Anyways, the point being that even if AI actually delivers more upsides than downsides as a tool to improve programmer output, that stuff is going to be eaten up by increasing demands on the complexity of the software we do, same as the benefits of better programming languages were, the benefits of better IDEs were, of the widespread availability of pre-made libraries for just about everything were, of templating were, of the easiness to find solutions for the problem one is facing from other people on the Internet were, of better software development processes were, of source control were, of colaborative development tools were and so on.

Funnily enough, for all those things there were always people claiming it would make the life of programmers easier, when in fact all it did was make the expectations on the software being implemented go up, often just in terms of bullshit that's not really useful (the "smart" washing machine using networking to talk to a smartphone app so that the machine manufacturers can save a few dollars by not putting as many physical controllers in it, is probably a good example)

[–] Carol2852@discuss.tchncs.de 12 points 2 weeks ago (2 children)

This assumes it is about output. 20 years of experience tell me it's not about output, but about profits and those can be increased without touching output at all. 🤷‍♂️

[–] Flocklesscrow@lemm.ee 10 points 2 weeks ago* (last edited 2 weeks ago)

*specifically short-term profits. Executives only care about the next quarter and their own incentives/bonuses. Sure the company is eventually hollowed out and left as a wreck, but by then, the C Suite has moved on to their next host org. Rinse and repeat.

[–] SoleInvictus@lemmy.blahaj.zone 4 points 2 weeks ago

Often they only want the illusion of output, just enough to keep the profits eternally rising.

[–] thingsiplay@beehaw.org 12 points 2 weeks ago

Its not that dumb as you think, its way dumber.

[–] OmegaLemmy@discuss.online 11 points 2 weeks ago* (last edited 2 weeks ago)

I'm 90% sure it's something to do with the stock market, buy backs and companies having to do cryptic shit to keep up with a fake value to their shares

[–] NotMyOldRedditName@lemmy.world 10 points 2 weeks ago

~~Developers~~ ~~developers~~ ~~developers~~ ~~developers~~, ~~developers~~ ~~developers~~ ~~developers~~ ~~developers~~ AI

[–] Kissaki@programming.dev 8 points 2 weeks ago

AI-assisted coding […] means more ambitious, higher-quality products

I'm skeptical. From my own (limited) experience, my use-cases and projects, and the risks of using code that may include hallucinations.

there are roughly 29 million software developers worldwide serving over 5.4 billion internet users. That's one developer for every 186 users,

That's an interesting way to look at it, and that would be a far better relation than I would have expected. Not every software developer serves internet users though.

[–] MTK@lemmy.world 5 points 2 weeks ago (1 children)

What do you expect?

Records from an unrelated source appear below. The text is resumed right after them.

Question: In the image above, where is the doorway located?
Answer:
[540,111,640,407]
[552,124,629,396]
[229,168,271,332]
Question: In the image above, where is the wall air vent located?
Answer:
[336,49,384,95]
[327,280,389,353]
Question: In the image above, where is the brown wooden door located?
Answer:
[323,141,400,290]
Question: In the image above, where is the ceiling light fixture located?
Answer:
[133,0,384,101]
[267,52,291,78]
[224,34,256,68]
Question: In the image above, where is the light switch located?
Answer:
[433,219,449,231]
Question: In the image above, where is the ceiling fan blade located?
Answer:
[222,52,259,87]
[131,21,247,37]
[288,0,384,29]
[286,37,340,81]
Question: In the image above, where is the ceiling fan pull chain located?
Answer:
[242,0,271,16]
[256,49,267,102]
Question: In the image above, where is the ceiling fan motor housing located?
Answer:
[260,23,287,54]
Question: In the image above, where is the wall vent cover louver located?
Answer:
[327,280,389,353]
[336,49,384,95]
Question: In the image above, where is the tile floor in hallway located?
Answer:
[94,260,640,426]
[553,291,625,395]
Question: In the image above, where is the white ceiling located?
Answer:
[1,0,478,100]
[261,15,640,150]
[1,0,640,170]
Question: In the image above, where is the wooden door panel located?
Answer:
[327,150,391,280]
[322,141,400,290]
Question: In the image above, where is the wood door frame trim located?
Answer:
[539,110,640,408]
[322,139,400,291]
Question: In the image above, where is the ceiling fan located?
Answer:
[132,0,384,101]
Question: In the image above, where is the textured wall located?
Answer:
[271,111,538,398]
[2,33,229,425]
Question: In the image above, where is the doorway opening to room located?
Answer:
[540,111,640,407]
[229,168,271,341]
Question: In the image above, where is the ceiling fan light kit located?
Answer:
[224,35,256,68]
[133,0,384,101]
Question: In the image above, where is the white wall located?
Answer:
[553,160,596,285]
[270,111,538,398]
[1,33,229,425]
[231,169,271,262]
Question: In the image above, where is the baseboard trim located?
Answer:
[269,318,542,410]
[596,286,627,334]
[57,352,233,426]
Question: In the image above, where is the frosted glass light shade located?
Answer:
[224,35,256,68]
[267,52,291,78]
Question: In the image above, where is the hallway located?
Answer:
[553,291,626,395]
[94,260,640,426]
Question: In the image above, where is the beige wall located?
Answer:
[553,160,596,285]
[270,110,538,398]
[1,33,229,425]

Half of these decision makers are complete idiots that are just good at making money and think that that means they are smarter than anyone who makes less than them. They then see some new hyped up tech, they chat with ChatGPT and they are dump enough to be floored by it's "intelligence" and now they think it can replace workers but since it's still early, they assume that it will quickly surpass the workers. So in their mind, firing ten programmers and saving like two million a year, while only spending maybe a few tens of thousands a year on AI will be a crazy success that will show how smart they are. And as time goes on and the AI gets better, they will save even more money. So why spend more money to help the programmers improve, when you can just fire them and spend a fraction of it on AI?